A
Anaspra convidou o antropólogo Luiz Eduardo Soares, considerado um dos
maiores especialista em Segurança Pública para falar sobre a
Proposta de Emenda Constitucional n° 51/2013 conhecida como PEC 51,
apresentada pelo Senador Lindbergh Farias. Luiz, carioca de 59
anos, foi coordenador Estadual de Segurança, Justiça e Cidadania no
governo Antony Garotinho e também Secretário Nacional de Segurança
durante o governo Lula e é considerado um dos principais
articuladores da PEC 51, que propõe um novo modelo institucional para
a Segurança Pública.
ANASPRA: Qual a ideia força da PEC 51/2013?
LES: Transformar radicalmente o artigo 144 da
Constituição Federal que define a arquitetura institucional da
segurança pública no Brasil. Portanto a ideia força da PEC é
transformar profundamente a estrutura da segurança pública que a
sociedade brasileira herdou da ditadura em benefício da sociedade e
dos policiais porque hoje ninguém está satisfeito com as
instituições que nós temos e com os resultados alcançados. É como se a
transição democrática não tivesse chegado até a área da segurança. O
Brasil mudou profundamente em todos os setores. Nesses últimos 25 anos,
mas na segurança, permaneceu estagnado: a lógica da defesa do Estado e
não da prestação de serviço à cidadania, continua prevalecendo. A
ideologia da guerra ao inimigo interno foi preservada, em lugar da ideia
democrática de que segurança significa garantia de direitos.

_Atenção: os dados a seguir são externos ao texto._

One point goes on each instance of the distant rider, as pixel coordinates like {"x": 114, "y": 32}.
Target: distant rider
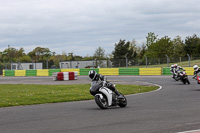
{"x": 196, "y": 70}
{"x": 172, "y": 71}
{"x": 98, "y": 78}
{"x": 177, "y": 70}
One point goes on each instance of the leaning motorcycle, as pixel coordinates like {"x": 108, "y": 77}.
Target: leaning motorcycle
{"x": 105, "y": 97}
{"x": 198, "y": 78}
{"x": 184, "y": 77}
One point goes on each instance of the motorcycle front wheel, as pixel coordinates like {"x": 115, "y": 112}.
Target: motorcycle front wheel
{"x": 187, "y": 80}
{"x": 102, "y": 103}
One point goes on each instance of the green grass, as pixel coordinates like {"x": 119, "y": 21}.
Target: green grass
{"x": 21, "y": 94}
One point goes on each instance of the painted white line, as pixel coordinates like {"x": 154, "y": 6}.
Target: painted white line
{"x": 160, "y": 87}
{"x": 192, "y": 131}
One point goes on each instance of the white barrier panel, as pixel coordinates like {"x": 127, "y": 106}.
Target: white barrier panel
{"x": 65, "y": 76}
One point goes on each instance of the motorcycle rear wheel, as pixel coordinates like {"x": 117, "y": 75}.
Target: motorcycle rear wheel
{"x": 122, "y": 102}
{"x": 102, "y": 103}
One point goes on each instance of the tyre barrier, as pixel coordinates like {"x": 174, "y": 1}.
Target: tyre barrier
{"x": 65, "y": 75}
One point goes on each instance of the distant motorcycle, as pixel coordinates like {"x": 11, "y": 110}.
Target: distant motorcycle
{"x": 184, "y": 77}
{"x": 105, "y": 97}
{"x": 198, "y": 78}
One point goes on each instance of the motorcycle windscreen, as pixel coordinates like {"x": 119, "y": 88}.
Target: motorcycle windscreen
{"x": 94, "y": 87}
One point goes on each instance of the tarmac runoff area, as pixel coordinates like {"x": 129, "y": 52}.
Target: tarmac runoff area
{"x": 50, "y": 81}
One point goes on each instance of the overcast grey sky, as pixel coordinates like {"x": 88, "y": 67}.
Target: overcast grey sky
{"x": 81, "y": 26}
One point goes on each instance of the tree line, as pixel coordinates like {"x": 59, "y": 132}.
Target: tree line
{"x": 154, "y": 47}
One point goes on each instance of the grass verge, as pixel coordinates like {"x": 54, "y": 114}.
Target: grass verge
{"x": 22, "y": 94}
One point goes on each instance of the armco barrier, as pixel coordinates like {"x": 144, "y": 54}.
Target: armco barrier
{"x": 20, "y": 72}
{"x": 70, "y": 70}
{"x": 166, "y": 71}
{"x": 150, "y": 71}
{"x": 128, "y": 71}
{"x": 31, "y": 72}
{"x": 51, "y": 71}
{"x": 109, "y": 71}
{"x": 66, "y": 76}
{"x": 84, "y": 71}
{"x": 43, "y": 72}
{"x": 103, "y": 71}
{"x": 9, "y": 72}
{"x": 189, "y": 70}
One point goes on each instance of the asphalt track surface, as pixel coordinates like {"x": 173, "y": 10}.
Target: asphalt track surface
{"x": 174, "y": 108}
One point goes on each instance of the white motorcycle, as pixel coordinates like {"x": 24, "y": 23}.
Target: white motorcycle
{"x": 105, "y": 97}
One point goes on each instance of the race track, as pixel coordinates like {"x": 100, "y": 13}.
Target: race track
{"x": 174, "y": 108}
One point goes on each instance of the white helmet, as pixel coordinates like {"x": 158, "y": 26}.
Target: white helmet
{"x": 195, "y": 67}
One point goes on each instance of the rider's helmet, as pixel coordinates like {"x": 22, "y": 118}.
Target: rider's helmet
{"x": 195, "y": 67}
{"x": 92, "y": 74}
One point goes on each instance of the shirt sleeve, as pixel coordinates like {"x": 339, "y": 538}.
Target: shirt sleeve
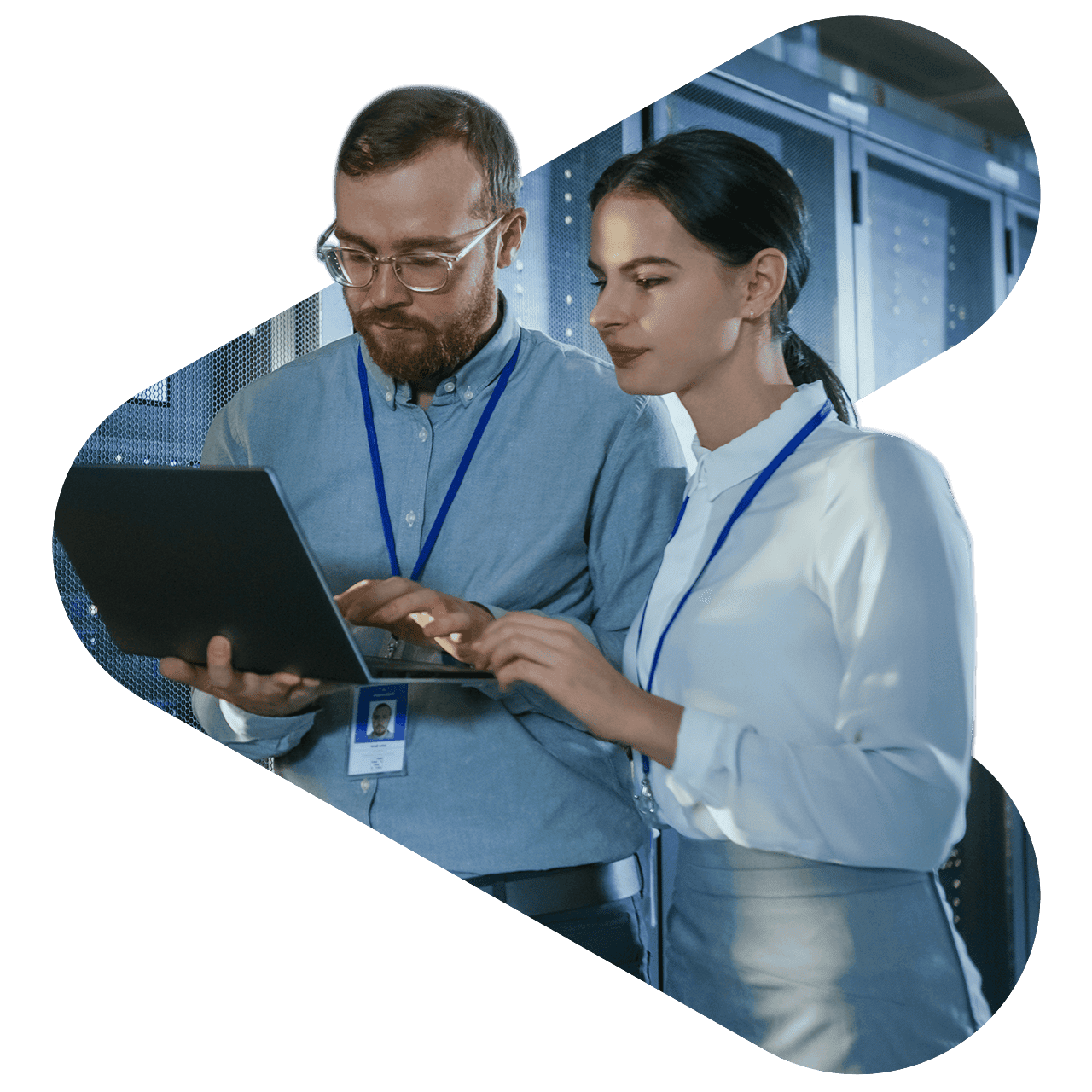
{"x": 631, "y": 512}
{"x": 249, "y": 734}
{"x": 893, "y": 566}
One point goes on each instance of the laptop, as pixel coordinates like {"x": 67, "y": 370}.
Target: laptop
{"x": 172, "y": 556}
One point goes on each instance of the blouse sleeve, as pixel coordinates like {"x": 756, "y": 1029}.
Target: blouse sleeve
{"x": 893, "y": 566}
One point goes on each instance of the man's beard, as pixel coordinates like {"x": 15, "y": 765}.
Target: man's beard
{"x": 444, "y": 351}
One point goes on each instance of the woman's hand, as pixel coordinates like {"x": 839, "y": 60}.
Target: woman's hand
{"x": 558, "y": 659}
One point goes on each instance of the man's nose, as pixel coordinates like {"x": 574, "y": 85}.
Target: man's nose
{"x": 386, "y": 289}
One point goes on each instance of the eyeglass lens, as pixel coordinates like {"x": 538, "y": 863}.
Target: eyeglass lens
{"x": 357, "y": 269}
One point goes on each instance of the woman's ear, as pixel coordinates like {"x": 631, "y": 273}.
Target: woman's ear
{"x": 768, "y": 270}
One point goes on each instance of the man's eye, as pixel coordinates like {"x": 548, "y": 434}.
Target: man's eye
{"x": 420, "y": 261}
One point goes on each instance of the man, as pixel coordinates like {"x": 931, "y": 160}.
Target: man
{"x": 566, "y": 505}
{"x": 380, "y": 720}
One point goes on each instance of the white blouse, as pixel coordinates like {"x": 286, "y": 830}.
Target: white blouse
{"x": 826, "y": 659}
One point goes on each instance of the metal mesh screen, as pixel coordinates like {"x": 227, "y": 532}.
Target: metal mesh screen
{"x": 932, "y": 262}
{"x": 549, "y": 285}
{"x": 165, "y": 425}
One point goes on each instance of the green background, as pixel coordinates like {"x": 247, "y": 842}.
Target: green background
{"x": 178, "y": 917}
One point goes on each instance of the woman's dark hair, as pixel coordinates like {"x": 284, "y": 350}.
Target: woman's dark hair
{"x": 735, "y": 199}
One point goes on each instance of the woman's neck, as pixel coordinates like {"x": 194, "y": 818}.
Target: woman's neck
{"x": 749, "y": 386}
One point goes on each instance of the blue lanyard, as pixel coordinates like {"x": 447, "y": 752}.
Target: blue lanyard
{"x": 740, "y": 509}
{"x": 377, "y": 467}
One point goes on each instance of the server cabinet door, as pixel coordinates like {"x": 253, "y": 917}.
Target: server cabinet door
{"x": 1021, "y": 223}
{"x": 817, "y": 155}
{"x": 929, "y": 260}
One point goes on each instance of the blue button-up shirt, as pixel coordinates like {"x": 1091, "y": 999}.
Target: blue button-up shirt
{"x": 565, "y": 509}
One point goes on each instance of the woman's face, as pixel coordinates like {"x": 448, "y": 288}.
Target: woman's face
{"x": 670, "y": 311}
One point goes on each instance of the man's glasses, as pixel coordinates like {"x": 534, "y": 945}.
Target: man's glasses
{"x": 420, "y": 271}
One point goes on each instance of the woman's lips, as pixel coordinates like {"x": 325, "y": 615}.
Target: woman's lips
{"x": 624, "y": 357}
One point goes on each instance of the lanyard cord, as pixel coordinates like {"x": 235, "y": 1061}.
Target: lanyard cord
{"x": 740, "y": 509}
{"x": 377, "y": 467}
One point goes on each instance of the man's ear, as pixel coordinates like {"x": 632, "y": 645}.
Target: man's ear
{"x": 767, "y": 280}
{"x": 511, "y": 236}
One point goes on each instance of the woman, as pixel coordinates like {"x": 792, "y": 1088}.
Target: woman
{"x": 802, "y": 676}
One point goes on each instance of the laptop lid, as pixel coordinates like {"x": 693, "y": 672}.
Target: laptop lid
{"x": 172, "y": 556}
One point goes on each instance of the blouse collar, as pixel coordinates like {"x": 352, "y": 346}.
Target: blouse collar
{"x": 748, "y": 455}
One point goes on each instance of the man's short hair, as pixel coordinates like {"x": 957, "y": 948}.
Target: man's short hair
{"x": 403, "y": 123}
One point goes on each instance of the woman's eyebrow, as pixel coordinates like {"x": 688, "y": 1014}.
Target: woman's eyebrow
{"x": 647, "y": 260}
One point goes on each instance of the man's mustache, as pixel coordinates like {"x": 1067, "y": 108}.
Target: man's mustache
{"x": 381, "y": 320}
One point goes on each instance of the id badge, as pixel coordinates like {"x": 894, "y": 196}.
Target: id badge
{"x": 377, "y": 737}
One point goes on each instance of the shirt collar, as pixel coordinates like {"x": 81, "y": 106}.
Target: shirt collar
{"x": 470, "y": 380}
{"x": 748, "y": 455}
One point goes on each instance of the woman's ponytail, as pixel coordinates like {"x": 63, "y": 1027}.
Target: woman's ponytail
{"x": 806, "y": 366}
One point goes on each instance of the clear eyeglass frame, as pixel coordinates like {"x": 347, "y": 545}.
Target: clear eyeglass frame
{"x": 328, "y": 257}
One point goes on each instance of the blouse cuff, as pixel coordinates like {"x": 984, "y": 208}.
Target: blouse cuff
{"x": 706, "y": 756}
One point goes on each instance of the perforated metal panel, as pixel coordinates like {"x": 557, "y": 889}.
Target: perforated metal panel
{"x": 549, "y": 285}
{"x": 932, "y": 262}
{"x": 165, "y": 425}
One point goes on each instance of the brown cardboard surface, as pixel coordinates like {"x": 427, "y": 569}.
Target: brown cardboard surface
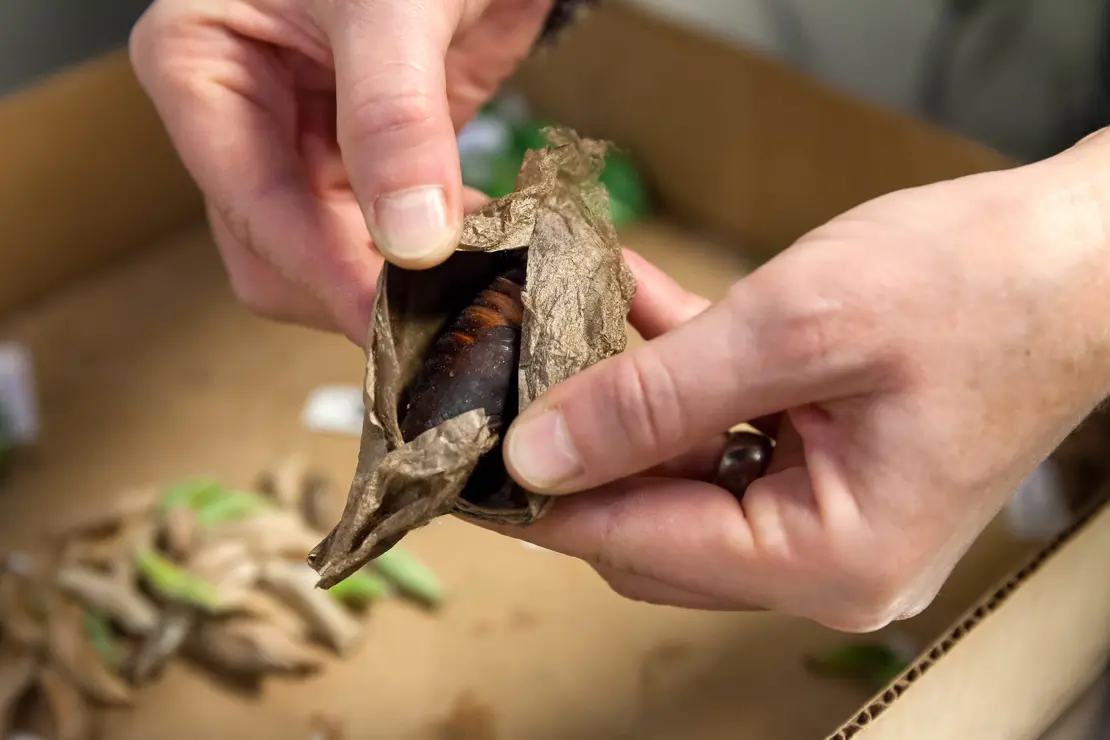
{"x": 152, "y": 372}
{"x": 88, "y": 175}
{"x": 149, "y": 371}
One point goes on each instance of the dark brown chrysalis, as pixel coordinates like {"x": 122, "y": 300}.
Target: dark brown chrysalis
{"x": 474, "y": 365}
{"x": 745, "y": 458}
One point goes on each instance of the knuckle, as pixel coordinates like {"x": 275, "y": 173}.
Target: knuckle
{"x": 628, "y": 587}
{"x": 648, "y": 406}
{"x": 880, "y": 595}
{"x": 381, "y": 108}
{"x": 255, "y": 295}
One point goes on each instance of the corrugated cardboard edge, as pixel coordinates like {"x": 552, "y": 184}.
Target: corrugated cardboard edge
{"x": 1032, "y": 672}
{"x": 89, "y": 175}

ANASPRA: "Nas ideias forças da PEC 51/2013, estão a
des militarização, desconstitucionalização, polícia de ciclo completo,
acesso único ou carreira única, e sindicalização. Fale um pouco acerca
de cada questão substantiva destas ideias centrais que indubitavelmente
afetará os profissionais da segurança pública, mais notadamente os
Policiais Militares e seus efeitos na prestação de serviços à
sociedade.
LES: Pois é todos os problemas estão na
continuidade da ditadura. Por isso, costumo dizer que a mudança
proposta pela PEC não é mais que a extensão tardia da transição
democrática à segurança pública. Veja: os policiais que fazem
o trabalho ostensivopreventivo ainda são militares, proibidos de
se organizarem em sindicatos. São tratados com regimentos
disciplinares absurdos e inconstitucionais. As praças continuam a ser
cotidianamente subestimados quando não desrespeitados como pessoas.
Cidadãos e trabalhadores. A estrutura militar os desautoriza bloqueando
sua indispensável autonomia profissional. A organização centralizada,
verticalizada e autoritária substitui o pensamento pelo cumprimento de
ordens. Além dos problemas que decorrem da natureza militar da
instituição. Ainda há os que derivam da dupla carreira que separa
praças e oficiais. São dois mundos distintos dentro de uma mesma
polícia. Como esperar coesão interna? Como esperar que os "debaixo" se
sintam estimulados e motivados, abraçando a causa de uma verdadeira
segurança pública democrática que respeite os direitos humanos de todos a
começar pelos direitos humanos dos próprios policiais? Como esperar que
essa polícia atue com equidade reconhecendo a igualdade de todos os
cidadãos perante as leis se ela não sabe o que é equidade internamente?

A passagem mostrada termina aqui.